Here’s the dilemma: Pick a centrist who ostensibly has broad appeal, and the country remains stuck in neutral. That sets us up for another demagogue. This is no time for a safe choice. It’s a time for a transformative one. And that transformation involves nothing less than obliterating the current tax structure and the for-profit health-care industry. That includes the non-profits whose CEOs make eight-figure salaries and use donor funds to pay someone to give them an ethics award.

For the first time in 50 years, individual income taxes make up more than half of federal revenue, thanks to a $1.5 trillion giveaway to corporations that were already making record profits while Obama was still in office. The rubes really believe the United States had a 35 percent corporate tax rate. The Bush era tax cuts of 2001 and 2003 had already made the calculus lopsided. All three sets of tax reform have to be reversed in order to regain the equilibrium working Americans once knew. And if we don’t, this is going to be one unhappy country.

In healthcare, prices remain unchecked without market constraints. In the absence of those, we’ll simply legislate them into existence. Americans are so paper trained by their healthcare regime, they don’t even realize the term “pre-existing condition” doesn’t exist in any other country. The free market insurance companies simply mandated it, and if you were diabetic, tough luck, and better still, you need to starve to pay for a medicine that was invented in 1921, whose price has been allowed to triple since 2001.

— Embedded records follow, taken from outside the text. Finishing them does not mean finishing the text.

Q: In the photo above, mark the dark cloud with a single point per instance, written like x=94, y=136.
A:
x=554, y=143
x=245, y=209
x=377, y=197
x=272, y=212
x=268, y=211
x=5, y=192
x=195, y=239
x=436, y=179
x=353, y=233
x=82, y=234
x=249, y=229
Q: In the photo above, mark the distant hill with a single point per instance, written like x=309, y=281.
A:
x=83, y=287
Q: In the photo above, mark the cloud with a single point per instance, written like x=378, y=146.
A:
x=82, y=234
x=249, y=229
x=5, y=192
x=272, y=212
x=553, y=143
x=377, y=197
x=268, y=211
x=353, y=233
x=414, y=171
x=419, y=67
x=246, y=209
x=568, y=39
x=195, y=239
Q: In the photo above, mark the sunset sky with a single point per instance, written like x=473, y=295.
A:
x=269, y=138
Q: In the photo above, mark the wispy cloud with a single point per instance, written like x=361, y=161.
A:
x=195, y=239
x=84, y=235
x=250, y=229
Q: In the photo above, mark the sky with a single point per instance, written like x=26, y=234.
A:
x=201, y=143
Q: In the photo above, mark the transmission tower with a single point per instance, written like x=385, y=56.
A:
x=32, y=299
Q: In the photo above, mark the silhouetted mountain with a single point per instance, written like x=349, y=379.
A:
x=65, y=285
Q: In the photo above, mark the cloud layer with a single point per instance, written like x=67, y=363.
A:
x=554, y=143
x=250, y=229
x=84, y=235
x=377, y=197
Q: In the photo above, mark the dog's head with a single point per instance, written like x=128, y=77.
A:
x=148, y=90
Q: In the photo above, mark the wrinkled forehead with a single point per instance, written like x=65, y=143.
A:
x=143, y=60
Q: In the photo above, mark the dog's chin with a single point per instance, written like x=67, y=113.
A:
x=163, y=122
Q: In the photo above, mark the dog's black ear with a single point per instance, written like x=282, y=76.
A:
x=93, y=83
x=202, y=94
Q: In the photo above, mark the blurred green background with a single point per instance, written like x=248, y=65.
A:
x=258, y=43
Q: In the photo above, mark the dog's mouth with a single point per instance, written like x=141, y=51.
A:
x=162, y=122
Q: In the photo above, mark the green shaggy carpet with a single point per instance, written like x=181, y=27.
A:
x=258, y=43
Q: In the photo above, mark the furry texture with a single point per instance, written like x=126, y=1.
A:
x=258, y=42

Aside from that willful blindness, why does anyone entertain the idea that a monster like Sen. Mitch McConnell can be worked]  with, after he choked off the economic recovery to spite Obama and despoiled the Supreme Court? The man has broken the U.S. Senate as an institution. You would think Good Old Joe would have at least had a bitter taste in his mouth after six years of this treatment. He seems blissfully unaware of how completely binary our politics are.

There is no room for compromise, there is only room for total victory in all three branches of government to undue the damage. And while other candidates are spelling out hard policy, Good Old Joe isn’t saying exactly where he stands on anything.

The Democrats are at a built-in disadvantage, and not just by the distortion created by the Electoral College: 51 senators represent only 18 percent of the population, and if trends hold, half of us will be living in eight states, while the other 42 holds the other half. People are openly talking about abolishing the Senate.

We have hard decisions to make. We need a candidate who will make them.